Shaghayegh Gohar, Cooksley Clare, Bouras George, Houtak Ghais, Nepal Roshan, Psaltis Alkis James, Wormald Peter-John, Vreugde Sarah
Adelaide Medical School, Faculty of Health and Medical Sciences, The University of Adelaide, Adelaide, Australia; The Department of Surgery-Otolaryngology, Head and Neck Surgery, University of Adelaide and the Basil Hetzel Institute for Translational Health Research, Central Adelaide Local Health Network, South Australia, Australia.
Adelaide Medical School, Faculty of Health and Medical Sciences, The University of Adelaide, Adelaide, Australia; The Department of Surgery-Otolaryngology, Head and Neck Surgery, University of Adelaide and the Basil Hetzel Institute for Translational Health Research, Central Adelaide Local Health Network, South Australia, Australia.
Microbes Infect. 2023 Nov-Dec;25(8):105213. doi: 10.1016/j.micinf.2023.105213. Epub 2023 Aug 29.

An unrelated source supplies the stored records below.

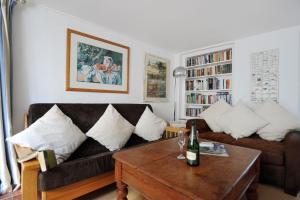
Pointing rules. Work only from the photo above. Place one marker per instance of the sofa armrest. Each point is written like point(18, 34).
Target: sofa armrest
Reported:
point(292, 162)
point(200, 124)
point(30, 170)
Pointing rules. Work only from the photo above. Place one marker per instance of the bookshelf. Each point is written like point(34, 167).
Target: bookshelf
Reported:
point(209, 79)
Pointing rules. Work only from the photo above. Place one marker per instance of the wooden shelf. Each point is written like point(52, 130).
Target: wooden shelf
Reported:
point(210, 64)
point(197, 104)
point(217, 90)
point(223, 80)
point(207, 76)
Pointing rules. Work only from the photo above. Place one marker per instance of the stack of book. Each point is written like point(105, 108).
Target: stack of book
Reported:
point(209, 71)
point(213, 148)
point(198, 98)
point(195, 112)
point(209, 58)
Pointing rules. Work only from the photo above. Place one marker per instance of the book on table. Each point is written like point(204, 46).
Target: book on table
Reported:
point(213, 148)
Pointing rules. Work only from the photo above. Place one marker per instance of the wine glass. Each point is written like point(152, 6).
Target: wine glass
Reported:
point(181, 142)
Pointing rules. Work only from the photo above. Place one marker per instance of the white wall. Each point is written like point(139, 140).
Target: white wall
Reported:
point(288, 43)
point(39, 49)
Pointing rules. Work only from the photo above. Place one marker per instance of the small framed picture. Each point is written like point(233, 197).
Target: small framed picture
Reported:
point(156, 83)
point(95, 64)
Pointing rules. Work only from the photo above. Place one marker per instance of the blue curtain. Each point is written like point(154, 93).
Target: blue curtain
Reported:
point(9, 173)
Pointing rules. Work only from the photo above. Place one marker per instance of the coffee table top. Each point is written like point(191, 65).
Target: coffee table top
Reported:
point(214, 178)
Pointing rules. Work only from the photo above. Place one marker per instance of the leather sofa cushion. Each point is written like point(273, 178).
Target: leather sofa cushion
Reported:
point(90, 159)
point(218, 137)
point(272, 152)
point(75, 170)
point(86, 115)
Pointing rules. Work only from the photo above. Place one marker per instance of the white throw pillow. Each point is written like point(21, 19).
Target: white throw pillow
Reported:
point(240, 121)
point(54, 131)
point(111, 130)
point(213, 112)
point(150, 127)
point(280, 121)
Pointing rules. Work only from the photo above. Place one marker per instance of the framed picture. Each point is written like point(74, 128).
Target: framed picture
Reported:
point(95, 64)
point(156, 83)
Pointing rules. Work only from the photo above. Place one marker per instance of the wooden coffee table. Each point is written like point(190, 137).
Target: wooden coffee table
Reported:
point(154, 171)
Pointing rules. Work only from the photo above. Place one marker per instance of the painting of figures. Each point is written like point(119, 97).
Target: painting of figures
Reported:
point(95, 64)
point(156, 79)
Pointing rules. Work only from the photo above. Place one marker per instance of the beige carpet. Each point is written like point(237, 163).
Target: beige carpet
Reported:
point(265, 192)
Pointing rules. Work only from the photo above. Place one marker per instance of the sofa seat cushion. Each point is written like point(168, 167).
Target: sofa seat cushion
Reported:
point(218, 137)
point(272, 152)
point(90, 159)
point(92, 147)
point(75, 170)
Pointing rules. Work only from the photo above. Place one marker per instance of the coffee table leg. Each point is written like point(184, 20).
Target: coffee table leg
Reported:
point(251, 193)
point(122, 190)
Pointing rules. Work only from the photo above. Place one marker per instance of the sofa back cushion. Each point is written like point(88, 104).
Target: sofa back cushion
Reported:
point(86, 115)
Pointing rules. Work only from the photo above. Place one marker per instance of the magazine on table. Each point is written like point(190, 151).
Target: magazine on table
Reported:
point(213, 148)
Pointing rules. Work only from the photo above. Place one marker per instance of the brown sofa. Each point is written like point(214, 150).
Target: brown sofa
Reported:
point(90, 167)
point(280, 161)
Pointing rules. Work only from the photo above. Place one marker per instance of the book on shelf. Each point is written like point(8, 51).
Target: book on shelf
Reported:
point(215, 57)
point(211, 83)
point(209, 71)
point(195, 112)
point(213, 148)
point(198, 98)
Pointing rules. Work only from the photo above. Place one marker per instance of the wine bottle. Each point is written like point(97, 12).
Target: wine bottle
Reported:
point(192, 153)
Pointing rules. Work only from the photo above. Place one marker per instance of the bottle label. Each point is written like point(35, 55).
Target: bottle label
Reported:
point(191, 155)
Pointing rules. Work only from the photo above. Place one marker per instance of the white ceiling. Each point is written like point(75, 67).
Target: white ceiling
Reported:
point(178, 25)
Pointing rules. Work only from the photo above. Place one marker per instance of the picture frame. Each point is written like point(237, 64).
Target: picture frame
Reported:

Chronic rhinosinusitis (CRS) is a persistent inflammation of the sinus mucosa. Recalcitrant CRS patients are unresponsive to medical and surgical interventions and often present with nasal polyps, tissue eosinophilia, and Staphylococcus aureus dominant mucosal biofilms. However, S. aureus sinonasal mucosal colonisation occurs in the absence of inflammation, questioning the role of S. aureus in CRS pathogenesis. Here, we aimed to investigate the relationship between S. aureus biofilm metabolic activity and virulence genes, innate immune cells, and disease severity in CRS. Biospecimens, including sinonasal tissue and nasal swabs, and clinical datasets, including disease severity scores, were obtained from CRS patients and non-CRS controls. S. aureus isolates were grown into biofilms in vitro, characterised, and sequenced. The patients' innate immune response was evaluated using flow cytometry. S. aureus was isolated in 6/19 (31.58%) controls and 23/53 (43.40%) CRS patients of 72 recruited patients. We found increased S. aureus biofilm metabolic activity in relation to increased eosinophil cell frequencies and disease severity in recalcitrant CRS cases. Mast cell frequencies were higher in tissue samples of patients carrying S. aureus harbouring lukF.PV, sea, and fnbB genes. Patients with S. aureus harbouring lukF.PV and sdrE genes had more severe disease. This offers insights into the pathophysiology of CRS and could lead to the development of more targeted therapies.
慢性鼻-鼻窦炎(CRS)是鼻窦黏膜的持续性炎症。难治性CRS患者对药物和手术干预无反应,常伴有鼻息肉、组织嗜酸性粒细胞增多以及金黄色葡萄球菌主导的黏膜生物膜。然而,金黄色葡萄球菌在鼻窦黏膜的定植在无炎症情况下也会发生,这对金黄色葡萄球菌在CRS发病机制中的作用提出了质疑。在此,我们旨在研究金黄色葡萄球菌生物膜代谢活性与毒力基因、固有免疫细胞以及CRS疾病严重程度之间的关系。从CRS患者和非CRS对照中获取生物标本,包括鼻窦组织和鼻拭子,以及临床数据集,包括疾病严重程度评分。将金黄色葡萄球菌分离株在体外培养成生物膜,进行特征分析和测序。使用流式细胞术评估患者的固有免疫反应。在纳入研究的72例患者中,6/19(31.58%)的对照和23/53(43.40%)的CRS患者分离出了金黄色葡萄球菌。我们发现,在难治性CRS病例中,金黄色葡萄球菌生物膜代谢活性增加与嗜酸性粒细胞频率增加和疾病严重程度增加有关。携带lukF.PV、sea和fnbB基因的金黄色葡萄球菌患者的组织样本中肥大细胞频率更高。携带lukF.PV和sdrE基因的金黄色葡萄球菌患者疾病更严重。这为CRS的病理生理学提供了见解,并可能导致更具针对性的治疗方法的开发。